Using unique locks while in DPC - c++

Currently working on a light weight filter in the NDIS stack. I'm trying to inject a packet which set in a global variable as an NBL. During receive NBL, if an injected NBL is pending, than a lock is taken by the thread before picking the injected NBL up to process it. Originally I was looking at using a spin lock or FAST_MUTEX. But according to the documentation for FAST_MUTEX, any other threads attempting to take the lock will wait for the lock to release before continuing.
The problem is, that receive NBL is running in DPC mode. This would cause a DPC running thread to pause and wait for the lock to release. Additionally, I'd like to be able to assert ownership of a thread's ownership over a lock.
My question is, does windows kernel support unique mutex locks in the kernel, can these locks be taken in DPC mode and how expensive is assertion of ownership in the lock. I'm fairly new to C++ so forgive any syntax errors.
I attempted to define a mutex in the LWF object
// Header file
#pragma once
#include <mutex.h>
class LWFobject
{
public:
LWFobject()
std::mutex ExampleMutex;
std::unique_lock ExampleLock;
}
//=============================================
// CPP file
#include "LWFobject.h"
LWFobject::LWFObject()
{
ExmapleMutex = CreateMutex(
NULL,
FALSE,
NULL);
ExampleLock(ExampleMutex, std::defer_lock);
}
Is the use of unique_locks supported in the kernel? When I attempt to compile it, it throws hundreds of compilation errors when attempting to use mutex.h. I'd like to use try_lock and owns_lock.

You can't use standard ISO C++ synchronization mechanisms while inside a Windows kernel.
A Windows kernel is a whole other world in itself, and requires you to live by its rules (which are vast - see for example these two 700-page books: 1, 2).
Processing inside a Windows kernel is largely asynchronous and event-based; you handle events and schedule deferred calls or use other synchronization techniques for work that needs to be done later.
Having said that, it is possible to have a mutex in the traditional sense inside a Windows driver.
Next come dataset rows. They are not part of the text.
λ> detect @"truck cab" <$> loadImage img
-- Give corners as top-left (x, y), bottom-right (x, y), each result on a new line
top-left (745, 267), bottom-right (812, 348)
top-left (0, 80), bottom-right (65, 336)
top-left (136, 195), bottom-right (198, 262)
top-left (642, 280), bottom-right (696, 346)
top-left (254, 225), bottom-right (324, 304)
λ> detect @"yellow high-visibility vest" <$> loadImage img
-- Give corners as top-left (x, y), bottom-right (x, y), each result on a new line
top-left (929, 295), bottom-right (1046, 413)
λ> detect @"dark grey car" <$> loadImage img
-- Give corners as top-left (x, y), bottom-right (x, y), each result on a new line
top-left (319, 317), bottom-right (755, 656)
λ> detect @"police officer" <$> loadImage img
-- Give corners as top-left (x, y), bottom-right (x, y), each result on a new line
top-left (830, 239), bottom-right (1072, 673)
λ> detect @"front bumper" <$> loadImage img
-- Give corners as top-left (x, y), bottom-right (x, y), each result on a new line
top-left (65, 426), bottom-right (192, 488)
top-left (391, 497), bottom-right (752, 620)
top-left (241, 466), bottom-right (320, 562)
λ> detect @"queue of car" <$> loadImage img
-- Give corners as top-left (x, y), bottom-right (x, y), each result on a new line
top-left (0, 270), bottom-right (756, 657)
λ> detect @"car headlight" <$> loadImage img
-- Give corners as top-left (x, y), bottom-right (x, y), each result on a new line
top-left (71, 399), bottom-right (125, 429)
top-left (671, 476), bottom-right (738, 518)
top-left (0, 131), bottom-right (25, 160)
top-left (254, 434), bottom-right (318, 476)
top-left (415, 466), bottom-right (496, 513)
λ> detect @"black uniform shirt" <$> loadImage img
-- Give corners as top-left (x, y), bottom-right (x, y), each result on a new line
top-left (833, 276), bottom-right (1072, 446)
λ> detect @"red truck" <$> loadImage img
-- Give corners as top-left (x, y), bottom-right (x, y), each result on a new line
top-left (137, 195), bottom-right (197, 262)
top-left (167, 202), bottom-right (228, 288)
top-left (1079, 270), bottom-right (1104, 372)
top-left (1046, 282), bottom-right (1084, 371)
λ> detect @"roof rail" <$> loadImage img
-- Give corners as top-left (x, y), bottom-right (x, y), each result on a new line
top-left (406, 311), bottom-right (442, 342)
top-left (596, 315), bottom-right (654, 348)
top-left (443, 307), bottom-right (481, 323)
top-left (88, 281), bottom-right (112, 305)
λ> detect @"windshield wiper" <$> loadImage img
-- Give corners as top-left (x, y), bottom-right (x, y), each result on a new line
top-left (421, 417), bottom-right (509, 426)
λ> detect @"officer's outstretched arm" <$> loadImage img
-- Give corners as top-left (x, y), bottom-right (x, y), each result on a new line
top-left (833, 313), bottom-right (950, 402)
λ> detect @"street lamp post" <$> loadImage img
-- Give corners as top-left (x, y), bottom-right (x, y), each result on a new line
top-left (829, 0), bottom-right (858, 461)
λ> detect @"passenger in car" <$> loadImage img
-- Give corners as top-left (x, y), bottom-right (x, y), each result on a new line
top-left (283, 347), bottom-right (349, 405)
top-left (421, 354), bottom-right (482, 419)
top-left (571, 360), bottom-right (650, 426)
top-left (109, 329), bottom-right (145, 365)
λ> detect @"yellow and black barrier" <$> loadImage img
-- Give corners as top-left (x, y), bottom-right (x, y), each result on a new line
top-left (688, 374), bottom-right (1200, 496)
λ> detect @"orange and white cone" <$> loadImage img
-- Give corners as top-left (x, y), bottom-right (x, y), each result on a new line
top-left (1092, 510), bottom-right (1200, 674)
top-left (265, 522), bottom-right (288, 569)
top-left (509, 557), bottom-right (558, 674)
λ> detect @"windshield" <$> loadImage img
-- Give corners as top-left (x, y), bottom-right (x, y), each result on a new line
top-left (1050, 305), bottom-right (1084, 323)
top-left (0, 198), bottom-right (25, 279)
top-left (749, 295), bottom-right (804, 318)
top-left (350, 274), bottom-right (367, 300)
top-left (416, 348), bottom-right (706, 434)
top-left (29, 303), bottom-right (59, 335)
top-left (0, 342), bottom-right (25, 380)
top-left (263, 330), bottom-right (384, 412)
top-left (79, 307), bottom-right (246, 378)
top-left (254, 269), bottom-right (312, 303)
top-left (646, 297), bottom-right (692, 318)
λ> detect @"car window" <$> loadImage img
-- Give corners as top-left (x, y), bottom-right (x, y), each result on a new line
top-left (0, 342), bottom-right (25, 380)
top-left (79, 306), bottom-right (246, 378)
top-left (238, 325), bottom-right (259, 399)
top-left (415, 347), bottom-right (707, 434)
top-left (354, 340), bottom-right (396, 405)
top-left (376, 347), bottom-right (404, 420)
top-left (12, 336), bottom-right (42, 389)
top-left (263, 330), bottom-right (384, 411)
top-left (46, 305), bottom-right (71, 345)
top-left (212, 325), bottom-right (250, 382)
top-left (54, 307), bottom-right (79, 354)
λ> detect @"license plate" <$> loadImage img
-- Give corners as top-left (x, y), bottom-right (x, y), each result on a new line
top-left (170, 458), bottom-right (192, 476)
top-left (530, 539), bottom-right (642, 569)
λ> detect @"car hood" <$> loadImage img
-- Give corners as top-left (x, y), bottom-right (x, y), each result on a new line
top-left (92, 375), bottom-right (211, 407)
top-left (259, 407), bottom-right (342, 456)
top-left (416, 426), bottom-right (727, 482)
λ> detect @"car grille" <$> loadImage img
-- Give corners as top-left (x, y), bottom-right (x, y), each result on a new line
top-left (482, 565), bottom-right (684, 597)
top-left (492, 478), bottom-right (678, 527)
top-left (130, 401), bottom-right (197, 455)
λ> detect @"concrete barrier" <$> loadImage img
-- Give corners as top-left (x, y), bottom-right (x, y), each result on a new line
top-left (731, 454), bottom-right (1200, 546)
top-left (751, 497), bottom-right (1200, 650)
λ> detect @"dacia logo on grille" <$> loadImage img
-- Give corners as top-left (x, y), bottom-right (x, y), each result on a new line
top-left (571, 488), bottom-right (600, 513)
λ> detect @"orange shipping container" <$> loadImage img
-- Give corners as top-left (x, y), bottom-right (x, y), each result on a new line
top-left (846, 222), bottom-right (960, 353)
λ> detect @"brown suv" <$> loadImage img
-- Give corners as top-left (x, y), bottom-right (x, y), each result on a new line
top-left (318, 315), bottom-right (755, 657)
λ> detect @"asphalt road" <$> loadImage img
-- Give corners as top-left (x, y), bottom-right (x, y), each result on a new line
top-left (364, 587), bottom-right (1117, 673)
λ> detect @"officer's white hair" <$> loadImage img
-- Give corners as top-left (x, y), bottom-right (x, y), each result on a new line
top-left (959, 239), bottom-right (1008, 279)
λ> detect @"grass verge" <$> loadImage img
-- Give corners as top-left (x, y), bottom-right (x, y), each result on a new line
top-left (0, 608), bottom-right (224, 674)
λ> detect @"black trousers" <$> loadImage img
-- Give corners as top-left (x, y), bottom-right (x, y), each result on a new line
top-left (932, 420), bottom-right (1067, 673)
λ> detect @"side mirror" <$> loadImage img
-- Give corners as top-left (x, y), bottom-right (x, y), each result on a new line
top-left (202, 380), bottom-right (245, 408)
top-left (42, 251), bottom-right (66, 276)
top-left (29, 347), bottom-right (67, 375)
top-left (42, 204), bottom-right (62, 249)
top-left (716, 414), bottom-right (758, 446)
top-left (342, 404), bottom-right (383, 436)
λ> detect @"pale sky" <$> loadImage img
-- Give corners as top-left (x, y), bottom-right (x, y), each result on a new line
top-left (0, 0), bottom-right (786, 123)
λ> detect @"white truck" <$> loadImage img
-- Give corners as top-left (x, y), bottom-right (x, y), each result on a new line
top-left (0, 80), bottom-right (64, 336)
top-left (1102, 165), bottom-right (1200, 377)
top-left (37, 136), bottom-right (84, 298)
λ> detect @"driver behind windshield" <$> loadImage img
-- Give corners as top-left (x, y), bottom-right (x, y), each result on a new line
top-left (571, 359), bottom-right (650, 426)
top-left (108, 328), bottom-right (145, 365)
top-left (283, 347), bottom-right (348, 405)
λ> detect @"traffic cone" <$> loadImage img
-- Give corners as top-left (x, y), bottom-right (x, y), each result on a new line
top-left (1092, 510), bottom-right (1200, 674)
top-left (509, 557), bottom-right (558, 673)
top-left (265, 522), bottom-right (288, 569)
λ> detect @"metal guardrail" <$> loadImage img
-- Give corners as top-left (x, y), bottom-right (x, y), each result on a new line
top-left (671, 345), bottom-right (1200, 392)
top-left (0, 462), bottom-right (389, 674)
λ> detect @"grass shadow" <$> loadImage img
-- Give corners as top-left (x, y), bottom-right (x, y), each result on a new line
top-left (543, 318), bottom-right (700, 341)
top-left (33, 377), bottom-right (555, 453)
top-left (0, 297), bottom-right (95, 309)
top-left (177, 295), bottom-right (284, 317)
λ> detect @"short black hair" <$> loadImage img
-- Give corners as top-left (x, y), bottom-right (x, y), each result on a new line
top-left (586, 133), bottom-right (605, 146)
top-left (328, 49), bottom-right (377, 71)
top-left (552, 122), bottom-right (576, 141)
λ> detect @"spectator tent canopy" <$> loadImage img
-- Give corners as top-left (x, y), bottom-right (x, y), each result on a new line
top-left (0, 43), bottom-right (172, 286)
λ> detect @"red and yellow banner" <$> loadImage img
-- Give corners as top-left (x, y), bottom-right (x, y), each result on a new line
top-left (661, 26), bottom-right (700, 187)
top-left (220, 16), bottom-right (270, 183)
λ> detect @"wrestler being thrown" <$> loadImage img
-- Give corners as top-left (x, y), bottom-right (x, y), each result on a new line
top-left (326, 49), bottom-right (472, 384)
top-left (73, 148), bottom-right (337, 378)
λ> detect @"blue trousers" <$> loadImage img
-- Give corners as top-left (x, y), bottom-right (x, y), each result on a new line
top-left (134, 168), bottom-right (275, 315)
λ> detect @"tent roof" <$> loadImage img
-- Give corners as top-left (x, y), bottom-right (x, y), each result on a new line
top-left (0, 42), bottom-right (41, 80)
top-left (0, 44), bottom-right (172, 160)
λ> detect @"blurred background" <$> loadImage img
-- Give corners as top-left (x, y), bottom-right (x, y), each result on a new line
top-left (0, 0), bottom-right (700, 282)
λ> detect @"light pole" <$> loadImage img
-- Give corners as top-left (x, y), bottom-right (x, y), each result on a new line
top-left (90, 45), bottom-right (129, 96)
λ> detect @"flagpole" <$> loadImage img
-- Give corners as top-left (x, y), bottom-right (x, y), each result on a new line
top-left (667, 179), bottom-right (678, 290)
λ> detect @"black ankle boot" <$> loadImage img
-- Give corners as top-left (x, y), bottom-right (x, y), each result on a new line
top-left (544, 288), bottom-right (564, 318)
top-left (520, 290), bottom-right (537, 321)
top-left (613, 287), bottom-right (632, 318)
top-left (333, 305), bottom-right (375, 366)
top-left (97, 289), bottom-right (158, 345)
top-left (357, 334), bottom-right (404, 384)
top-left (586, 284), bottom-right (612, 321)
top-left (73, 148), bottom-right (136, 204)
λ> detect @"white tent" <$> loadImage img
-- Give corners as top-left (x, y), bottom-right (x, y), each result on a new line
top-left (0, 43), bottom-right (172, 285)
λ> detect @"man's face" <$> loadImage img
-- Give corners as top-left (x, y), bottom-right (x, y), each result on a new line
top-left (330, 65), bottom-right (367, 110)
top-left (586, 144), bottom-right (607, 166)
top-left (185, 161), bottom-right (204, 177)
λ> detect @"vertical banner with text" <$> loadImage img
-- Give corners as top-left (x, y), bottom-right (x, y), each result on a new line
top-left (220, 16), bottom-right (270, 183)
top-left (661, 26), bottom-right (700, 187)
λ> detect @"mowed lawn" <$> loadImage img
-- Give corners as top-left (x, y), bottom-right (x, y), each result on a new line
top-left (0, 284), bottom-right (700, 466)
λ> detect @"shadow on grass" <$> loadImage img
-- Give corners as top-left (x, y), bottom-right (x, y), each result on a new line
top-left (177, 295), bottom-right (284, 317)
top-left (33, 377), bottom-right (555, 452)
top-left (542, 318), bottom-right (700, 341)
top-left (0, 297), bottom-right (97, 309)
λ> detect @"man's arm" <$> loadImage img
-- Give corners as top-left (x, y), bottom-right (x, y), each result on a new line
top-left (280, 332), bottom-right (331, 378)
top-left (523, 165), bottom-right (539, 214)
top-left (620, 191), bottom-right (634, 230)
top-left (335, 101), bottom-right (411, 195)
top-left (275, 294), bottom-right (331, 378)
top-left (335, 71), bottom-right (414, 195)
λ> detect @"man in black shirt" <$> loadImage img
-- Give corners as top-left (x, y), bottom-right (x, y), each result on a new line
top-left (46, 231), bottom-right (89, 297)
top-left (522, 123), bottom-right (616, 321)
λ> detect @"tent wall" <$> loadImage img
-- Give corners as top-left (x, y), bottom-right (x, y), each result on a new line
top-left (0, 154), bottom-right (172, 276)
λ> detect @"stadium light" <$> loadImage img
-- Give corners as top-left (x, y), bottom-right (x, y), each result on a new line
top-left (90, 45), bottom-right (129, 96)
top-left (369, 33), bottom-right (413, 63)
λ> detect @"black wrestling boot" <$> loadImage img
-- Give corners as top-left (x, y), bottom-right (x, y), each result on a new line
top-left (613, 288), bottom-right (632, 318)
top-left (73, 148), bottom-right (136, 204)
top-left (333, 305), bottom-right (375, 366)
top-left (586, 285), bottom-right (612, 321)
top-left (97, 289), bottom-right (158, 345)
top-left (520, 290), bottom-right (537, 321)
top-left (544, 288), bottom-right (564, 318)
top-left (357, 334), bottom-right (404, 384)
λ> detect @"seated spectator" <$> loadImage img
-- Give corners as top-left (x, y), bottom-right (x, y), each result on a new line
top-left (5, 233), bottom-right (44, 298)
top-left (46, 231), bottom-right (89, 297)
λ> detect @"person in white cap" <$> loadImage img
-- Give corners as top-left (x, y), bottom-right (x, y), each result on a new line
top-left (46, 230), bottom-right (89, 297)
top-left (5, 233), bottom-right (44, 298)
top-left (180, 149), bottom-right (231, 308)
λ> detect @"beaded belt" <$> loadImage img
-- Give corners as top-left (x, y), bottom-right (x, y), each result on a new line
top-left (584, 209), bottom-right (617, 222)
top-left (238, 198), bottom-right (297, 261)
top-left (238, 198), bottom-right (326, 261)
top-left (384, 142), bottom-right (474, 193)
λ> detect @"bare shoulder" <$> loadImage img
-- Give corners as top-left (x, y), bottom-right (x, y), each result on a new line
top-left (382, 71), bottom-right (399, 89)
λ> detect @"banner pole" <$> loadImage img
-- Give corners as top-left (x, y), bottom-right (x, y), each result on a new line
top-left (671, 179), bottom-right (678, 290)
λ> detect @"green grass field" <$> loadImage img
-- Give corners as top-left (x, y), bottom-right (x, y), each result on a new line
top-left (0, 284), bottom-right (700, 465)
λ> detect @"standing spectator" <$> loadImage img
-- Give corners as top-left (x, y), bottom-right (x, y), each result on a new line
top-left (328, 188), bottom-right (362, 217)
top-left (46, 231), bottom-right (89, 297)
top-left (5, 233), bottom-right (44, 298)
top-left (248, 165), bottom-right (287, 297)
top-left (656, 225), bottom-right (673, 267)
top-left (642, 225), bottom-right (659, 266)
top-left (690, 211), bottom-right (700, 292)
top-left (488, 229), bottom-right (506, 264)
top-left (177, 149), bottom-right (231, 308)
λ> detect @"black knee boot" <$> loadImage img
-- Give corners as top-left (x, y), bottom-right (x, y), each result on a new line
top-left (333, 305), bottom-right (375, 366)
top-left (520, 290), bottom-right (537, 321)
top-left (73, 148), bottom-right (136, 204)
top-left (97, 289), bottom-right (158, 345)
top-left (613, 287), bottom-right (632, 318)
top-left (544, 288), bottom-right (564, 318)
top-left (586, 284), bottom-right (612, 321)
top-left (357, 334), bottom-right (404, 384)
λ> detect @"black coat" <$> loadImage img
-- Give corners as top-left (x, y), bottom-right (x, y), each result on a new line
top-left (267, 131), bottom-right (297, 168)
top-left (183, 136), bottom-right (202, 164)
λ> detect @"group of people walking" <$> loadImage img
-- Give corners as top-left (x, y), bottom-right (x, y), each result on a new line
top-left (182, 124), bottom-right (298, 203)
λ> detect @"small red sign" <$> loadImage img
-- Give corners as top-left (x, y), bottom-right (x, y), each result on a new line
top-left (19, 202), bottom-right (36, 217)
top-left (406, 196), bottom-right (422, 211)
It's called a Fast Mutex and requires raising IRQL to APC_LEVEL. Then you can use calls like ExAcquireFastMutex, ExTryToAcquireFastMutex and ExReleaseFastMutex to lock/try-lock/release it.

A fundamental property of a lock is which priority (IRQL) it's synchronized at. A lock can be acquired from lower priorities, but can never be acquired from a higher priority.
(Why? Imagine how the lock is implemented. The lock must raise the current task priority up to the lock's natural priority. If it didn't do this, then a task running at a low priority could grab the lock, get pre-empted by a higher priority task, which would then deadlock if it tried to acquire the same lock. So every lock has a documented natural IRQL, and the lock will first raise the current thread to that IRQL before attempting to acquire exclusivity.)
The NDIS datapath can run at any IRQL between PASSIVE_LEVEL and DISPATCH_LEVEL, inclusive. This means that anything on the datapath must only ever use locks that are synchronized at DISPATCH_LEVEL (or higher). This really limits your choices: you can use KSPIN_LOCKs, NDIS_RW_LOCKs, and a handful of other uncommon ones.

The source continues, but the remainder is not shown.